Historical Plaster in the 'White City' of Tel Aviv


Plaster is the finish coat of a building, designed to protect its exterior walls, while serving an aesthetic function. In professional lingo it is called the “sacrificial layer” since, due to its characteristics and exposure to human and natural wear-and-tear, it is intended to be replaced once it deteriorates.

Local plaster is divided into two major groups:
Slaked lime-based plaster – This typical smooth white plaster has become one of the hallmarks of the White City. It originated in a centuries-old local building tradition dating back to Roman times. Until the early 1920s plaster mixtures were created with slaked lime and crushed roofing tiles, hence the ruddy hue of Ottoman period houses in Jaffa and its vicinity. In the 1920s the use of crushed tiles ceased, and the city’s buildings were painted with a wide spectrum of lime-based paints.

Decorative cement-based plaster – Developed in Europe in the early nineteenth century, this technique was brought to Palestine by architects who immigrated in the 1920s and 1930s. Decorative plaster was commonly used in Central Europe, northern Italy, Belgium, and Eastern Europe. In the early 1920s, Czech engineer Emil Teiner, who specialized in the improvement of construction processes and was well-versed in the production of decorative plaster, arrived in Israel; it is to him that the extensive use of decorative plaster in Tel Aviv ought to be attributed. Teiner prepared special plaster mixtures by commission, described in the professional press as “Teiner’s plaster”

While appearing in numerous forms and hues, local decorative plaster may be divided into three major groups:

Kratzputz – scraped plaster

Waschputz – washed plaster

Steinputz – stone-like plaster

Kratzputz and waschputz are similar in composition, mainly in terms of the quantity of cement in the mixture. They differ in the mode of application: kratzputz is scraped with a nail brush, whereas waschputz is washed with a gentle trickle of water. In both cases, the colored stones comprising the mixture are thus exposed.

Steinputz is considered a higher quality, more durable type of plaster.

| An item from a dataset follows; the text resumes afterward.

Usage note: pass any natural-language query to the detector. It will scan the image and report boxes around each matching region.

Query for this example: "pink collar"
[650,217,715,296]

Its application requires more time, and the ratio between the cement and the aggregates is 1:2 instead of 1:3, as in the aforementioned plaster types.

Each group may yield different results, depending on the type and size of stone, the pigments added to the mixture to variegate the background (from reddish orange to light blue and green), the finish type (washing, coarse or gentle scraping, polishing, etc.).

The specimens, their influence on White City architecture, and the dilemmas arising during the conservation process will be addressed in depth at the conference.